Heavy Water and Other Stories
- First edition (UK)
- Author: Martin Amis
- Language: English
- Publisher: Jonathan Cape (UK) Harmony (US)
- Publication date: 1998 (UK), 1999 (US)
- Publication place: United Kingdom
- Media type: Print, Audio & eBook
- Pages: 240
- ISBN: 0-224-05126-1

= Heavy Water and Other Stories =

1998 collection of short stories by Martin Amis

Heavy Water and Other Stories is a collection of nine short stories by Martin Amis. It was first published in 1998 by Jonathan Cape.

==Two Stories==
The collection includes "Denton's Death" and "Let Me Count the Times," which comprised Amis's Two Stories, published in 1994.

== Stories ==
- "Career Move" (first published in The New Yorker in 1992) in which the literary world is inverted; screenplay writers such as Alistair struggle to have their work published in small magazines, whilst poets such as Luke are courted by Hollywood publishing conglomerates and fly first-class around the world.
- "Denton's Death" (Encounter, 1976) in which the protagonist sits alone in his squalid room and ponders his forthcoming assassination at the hands of three hired killers using a 'machine'.
- "State of England" (The New Yorker, 1986) set at a fee-paying school, the narrator using a mobile phone to communicate with his estranged wife and reflecting on his up and down career as a bouncer.
- "Let me Count the Times" (Granta, 1981) in which a man has an obsessive and increasingly intense affair with himself and his imagination which gradually takes over from his relationship with his wife.
- "The Coincidence of the Arts" (1997) in which an English Baronet becomes entangled with an American chess hustler and aspiring novelist and has an unexpected affair with a silent Afro-Caribbean woman.
- "Heavy Water" (New Statesman, 1978) in which a working-class woman takes her mentally handicapped son on a Mediterranean cruise.
- "The Janitor on Mars" (The New Yorker, 1998) in which a robot makes contact from Mars and reveals the shocking truth of mankind's place in the Universe.
- "Straight Fiction" (Esquire, 1995) in which everyone is gay, apart from the beleaguered though increasingly vocal 'straight' community.
- "What Happened to me on Holiday" (The New Yorker, 1997) in which death rears its head in the life of a young boy.

==Audio==
A recording of "What Happened to Me on Holiday"—read by Martin Amis—is included in the 1998 audio collection The New Yorker Out Loud.

==Reception==
The book was widely praised upon publication.
- In The New York Times Book Review, critic A.O. Scott wrote that "the publication of Heavy Water, a gathering of nine stories, most of them published in this decade, nearly half in The New Yorker, provides a good opportunity to state plainly what has been apparent for some time: Martin Amis is the best American writer England has ever produced." Scott praised Amis's "reckless bravado and his terrifying cleverness, both of which are abundantly evident." Commenting on the strict premises (swapped literary reputations, reversed norms), he wrote, "Some of the most interesting stories seem to have been written on a dare, or as entries in a contest to see who could get the best results from the worst ideas."
- In the London Times, Russell Celyn Jones found the stories demonstrating Amis's "maturation," and called the book "highly inventive, inimitably stylish and funny, exhibiting a wider voice range than in anything he has done so far."
- In The Times Literary Supplement, Tom Shone wrote, "As this collection demonstrates, Amis's own sentences could not be more different: whipping through the gearbox with seamless ease.
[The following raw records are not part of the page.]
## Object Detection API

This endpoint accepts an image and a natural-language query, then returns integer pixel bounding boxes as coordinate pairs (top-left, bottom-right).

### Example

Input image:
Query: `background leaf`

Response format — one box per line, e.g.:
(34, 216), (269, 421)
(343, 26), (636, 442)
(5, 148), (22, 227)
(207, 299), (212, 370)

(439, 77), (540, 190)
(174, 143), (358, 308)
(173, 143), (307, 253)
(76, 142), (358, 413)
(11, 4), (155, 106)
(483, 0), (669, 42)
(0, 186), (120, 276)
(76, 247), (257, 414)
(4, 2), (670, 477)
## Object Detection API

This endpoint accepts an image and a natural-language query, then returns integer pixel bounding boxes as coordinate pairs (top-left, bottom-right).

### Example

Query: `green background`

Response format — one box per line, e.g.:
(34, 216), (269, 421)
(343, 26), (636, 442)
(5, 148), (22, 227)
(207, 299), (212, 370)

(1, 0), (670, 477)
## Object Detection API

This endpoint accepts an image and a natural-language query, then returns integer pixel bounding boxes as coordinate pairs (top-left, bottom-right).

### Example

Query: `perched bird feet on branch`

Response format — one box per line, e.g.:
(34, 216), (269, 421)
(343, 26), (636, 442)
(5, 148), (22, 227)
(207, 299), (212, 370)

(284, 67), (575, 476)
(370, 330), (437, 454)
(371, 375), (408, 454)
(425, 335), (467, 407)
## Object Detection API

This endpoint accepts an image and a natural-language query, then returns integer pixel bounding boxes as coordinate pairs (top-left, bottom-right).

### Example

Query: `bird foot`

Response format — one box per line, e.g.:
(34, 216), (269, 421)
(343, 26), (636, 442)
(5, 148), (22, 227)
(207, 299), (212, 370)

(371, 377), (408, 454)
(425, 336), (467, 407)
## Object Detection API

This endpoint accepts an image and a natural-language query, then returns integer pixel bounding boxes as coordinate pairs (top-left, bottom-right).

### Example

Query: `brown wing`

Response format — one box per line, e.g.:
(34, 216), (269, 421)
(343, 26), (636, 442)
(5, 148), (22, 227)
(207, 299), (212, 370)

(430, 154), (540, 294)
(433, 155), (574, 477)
Amis has famously said that his ambition is to write the sort of sentences that no other guy could write. The same thing applies to his work as applies to that of every other guy; when he is writing well, his sentences appear to have written themselves."
- In the Evening Standard, Rachel Cusk found, "As Amis's commitment to his writing has deepened, so its critical treatment has grown more facetious. As he has become more meticulous, so his critics have grown lazier."
- Michael Dirda, in The Washington Post, called the stories, "Funny, sexy, disturbing, tantalizing, sharply satirical, even wistful."